What do you think is causing this change?
One of the most interesting findings from my interviews was that Prime Minister Abe’s political rhetoric and speeches about the importance of women in the economy have given people the social “space” or prerogative to discuss gender roles in professional settings. That may be surprising to some given the fact that Japanese officials and elite have been talking about the importance of women for decades. But now the prime minister is on board. The impact of Abe’s stimulative Abenomics policies is still questionable but his Womenomics rhetoric has sparked a conversation. Companies are setting targets to move toward Abe’s goal of having 30 percent (from the current 9 percent) female leadership in all organizations by 2020. The notion that a leader like Abe can make a decree like that may sound dirigiste to some Western readers, but it seems to be having a significant impact on the mindsets of some professionals. And changing the mindset will be the first step in creating a more equitable society, as Abe’s new committee on supporting women in careers pointed out late last month. I tried to get a sense of those attitudes in my interviews in Japan.
How will changes in the role of women take place?
Many people said the first step is to change the minds of men. No one complained of outright sexual discrimination per se, but there is a lack of training programs, societal support in the form of day care centers, safety net for aging parents, and acceptance of mothers with careers. But all of these factors are in flux. Meanwhile, another factor will of course be the goals and attitudes of women themselves. As the Economist recently noted, some mothers might prefer to stay at home than work and miss their children grow up. That’s understandable. The key is to make the option or choice available for women.
Are there other drivers of change?
Yes, traditional mindsets are also coming into question due to other factors, according to my research. The March 11, 2011, earthquake and tsunami have left some people rethinking their lives and careers. While the memory of the destruction and victims has faded, the impact of the disaster on individuals’ attitudes toward their own lives seems to remain. People now question the value of long-suffering, dreary careers in the bureaucracy and corporations. People have also lost a lot of faith in the government’s ability to respond to peoples’ needs. And so change makers are searching for ways to solve their own problems without relying on central authority.
What about the impact of demographics?
The shifting composition and size of the Japanese population came up as a source of national anxiety in many interviews. Single households are now the largest category of family unit in Japan and will grow in number in the next 10 years. This demographic trend is seen to correspond with a growing sense of individualism among the younger generation. A desire for change has also come from anxieties related to the shrinking and aging of the Japanese population and the sense that Japan is falling behind its neighbors China and South Korea, which are seen as rivals.
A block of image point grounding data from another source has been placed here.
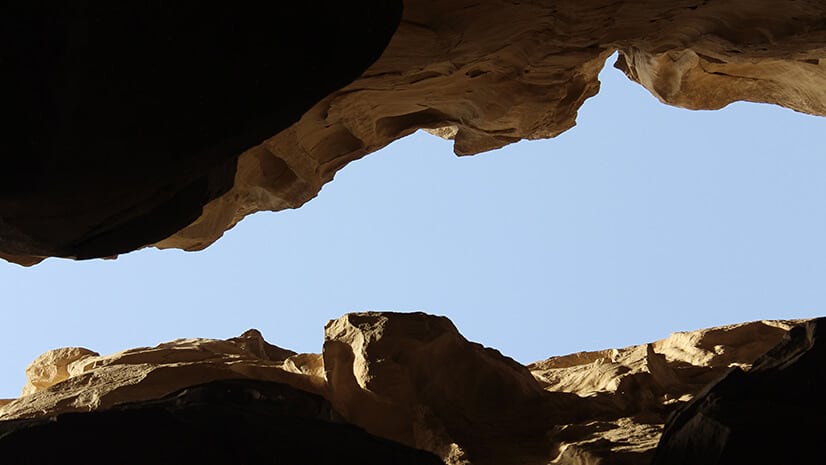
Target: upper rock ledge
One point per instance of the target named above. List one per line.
(414, 379)
(483, 73)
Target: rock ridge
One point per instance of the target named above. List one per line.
(412, 378)
(485, 74)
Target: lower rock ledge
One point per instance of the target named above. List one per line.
(408, 388)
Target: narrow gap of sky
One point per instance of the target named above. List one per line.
(642, 220)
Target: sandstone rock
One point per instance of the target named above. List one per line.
(121, 121)
(485, 74)
(53, 367)
(223, 422)
(413, 379)
(100, 382)
(632, 391)
(767, 414)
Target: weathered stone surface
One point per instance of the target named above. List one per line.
(100, 382)
(122, 120)
(223, 422)
(166, 171)
(413, 379)
(53, 367)
(769, 413)
(632, 391)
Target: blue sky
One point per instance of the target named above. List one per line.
(642, 220)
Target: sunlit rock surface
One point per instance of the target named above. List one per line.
(222, 422)
(174, 145)
(769, 413)
(415, 380)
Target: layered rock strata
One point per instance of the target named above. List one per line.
(413, 379)
(92, 170)
(222, 422)
(768, 414)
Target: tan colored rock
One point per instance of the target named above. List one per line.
(415, 379)
(99, 382)
(633, 390)
(487, 74)
(53, 367)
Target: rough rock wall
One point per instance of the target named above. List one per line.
(487, 74)
(769, 413)
(413, 379)
(484, 73)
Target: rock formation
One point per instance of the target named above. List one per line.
(767, 414)
(132, 126)
(223, 422)
(414, 380)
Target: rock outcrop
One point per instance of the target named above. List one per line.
(223, 422)
(413, 379)
(122, 120)
(769, 413)
(157, 130)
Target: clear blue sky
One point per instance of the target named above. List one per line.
(642, 220)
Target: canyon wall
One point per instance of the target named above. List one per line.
(165, 132)
(413, 380)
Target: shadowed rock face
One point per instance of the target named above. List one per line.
(127, 126)
(223, 422)
(415, 380)
(769, 414)
(122, 120)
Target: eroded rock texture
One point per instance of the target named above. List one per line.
(120, 121)
(126, 123)
(413, 379)
(223, 422)
(771, 413)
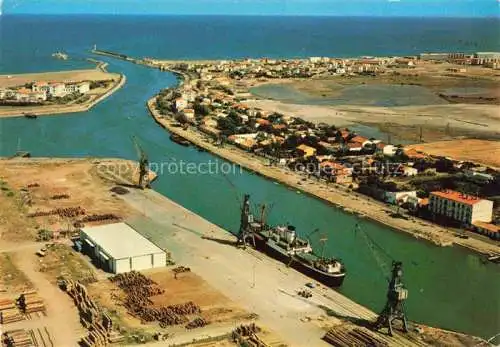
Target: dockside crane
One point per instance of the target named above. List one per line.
(143, 165)
(394, 309)
(245, 232)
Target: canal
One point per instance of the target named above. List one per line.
(448, 287)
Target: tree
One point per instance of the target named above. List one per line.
(202, 109)
(292, 141)
(227, 126)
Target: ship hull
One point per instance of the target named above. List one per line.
(329, 280)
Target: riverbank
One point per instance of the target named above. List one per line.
(333, 194)
(95, 96)
(269, 295)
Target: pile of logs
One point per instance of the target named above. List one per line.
(6, 304)
(99, 218)
(180, 269)
(9, 312)
(10, 316)
(31, 302)
(60, 197)
(246, 335)
(98, 323)
(196, 323)
(347, 337)
(67, 212)
(139, 289)
(17, 338)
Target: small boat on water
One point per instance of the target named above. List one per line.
(60, 55)
(179, 140)
(22, 154)
(494, 259)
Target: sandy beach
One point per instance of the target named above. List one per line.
(460, 119)
(96, 95)
(336, 195)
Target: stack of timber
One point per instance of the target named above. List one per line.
(9, 312)
(17, 338)
(246, 335)
(10, 316)
(31, 302)
(343, 336)
(98, 323)
(139, 289)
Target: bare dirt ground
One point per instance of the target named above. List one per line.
(251, 279)
(56, 76)
(334, 194)
(216, 308)
(20, 268)
(439, 122)
(47, 184)
(478, 151)
(231, 277)
(12, 281)
(465, 117)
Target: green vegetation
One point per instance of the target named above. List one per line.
(100, 84)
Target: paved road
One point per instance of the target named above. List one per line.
(260, 284)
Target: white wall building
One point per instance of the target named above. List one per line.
(118, 248)
(460, 207)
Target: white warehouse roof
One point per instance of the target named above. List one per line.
(121, 241)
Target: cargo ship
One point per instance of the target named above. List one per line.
(282, 243)
(179, 140)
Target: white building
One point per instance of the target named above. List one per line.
(118, 248)
(397, 198)
(180, 104)
(460, 207)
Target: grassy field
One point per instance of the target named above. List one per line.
(57, 76)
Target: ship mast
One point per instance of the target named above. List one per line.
(397, 294)
(323, 243)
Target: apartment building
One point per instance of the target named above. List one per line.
(461, 207)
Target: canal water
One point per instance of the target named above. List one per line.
(363, 95)
(448, 287)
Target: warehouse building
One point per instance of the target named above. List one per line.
(118, 248)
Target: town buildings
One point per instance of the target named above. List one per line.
(459, 207)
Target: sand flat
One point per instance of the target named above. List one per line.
(478, 151)
(14, 80)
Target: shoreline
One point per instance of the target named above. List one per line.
(59, 109)
(363, 207)
(272, 297)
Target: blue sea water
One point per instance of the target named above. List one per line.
(449, 287)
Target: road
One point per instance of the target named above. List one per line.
(260, 284)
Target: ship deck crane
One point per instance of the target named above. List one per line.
(143, 165)
(394, 309)
(245, 232)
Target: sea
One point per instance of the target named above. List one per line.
(448, 287)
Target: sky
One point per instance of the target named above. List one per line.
(418, 8)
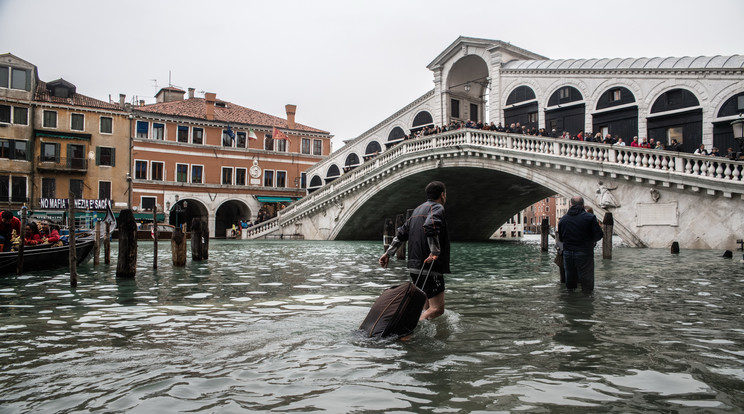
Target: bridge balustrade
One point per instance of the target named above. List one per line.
(714, 169)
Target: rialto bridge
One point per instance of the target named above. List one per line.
(655, 196)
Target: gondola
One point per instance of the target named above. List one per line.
(46, 257)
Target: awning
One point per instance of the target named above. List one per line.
(262, 199)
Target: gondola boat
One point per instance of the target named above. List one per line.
(46, 257)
What are the implications of these changes of attitudes for Japan?
A younger generation, Japan’s Generation X or “nana roku sedai” (the 1976 Generation), is now emerging into positions of power. They are more entrepreneurial and tech-savvy. That transition will take place between 2017 and 2020 when the baby boomers fully retire. This newer generation will bring with it a new set of values. These individuals are more worldly and liberal, and they feel less constrained by shame about Japanese wartime history. Instead they want to be proud of Japan’s accomplishments. If real change is to occur in Japan, it is a good bet that it will happen from these people having more influence in business, society, and eventually politics.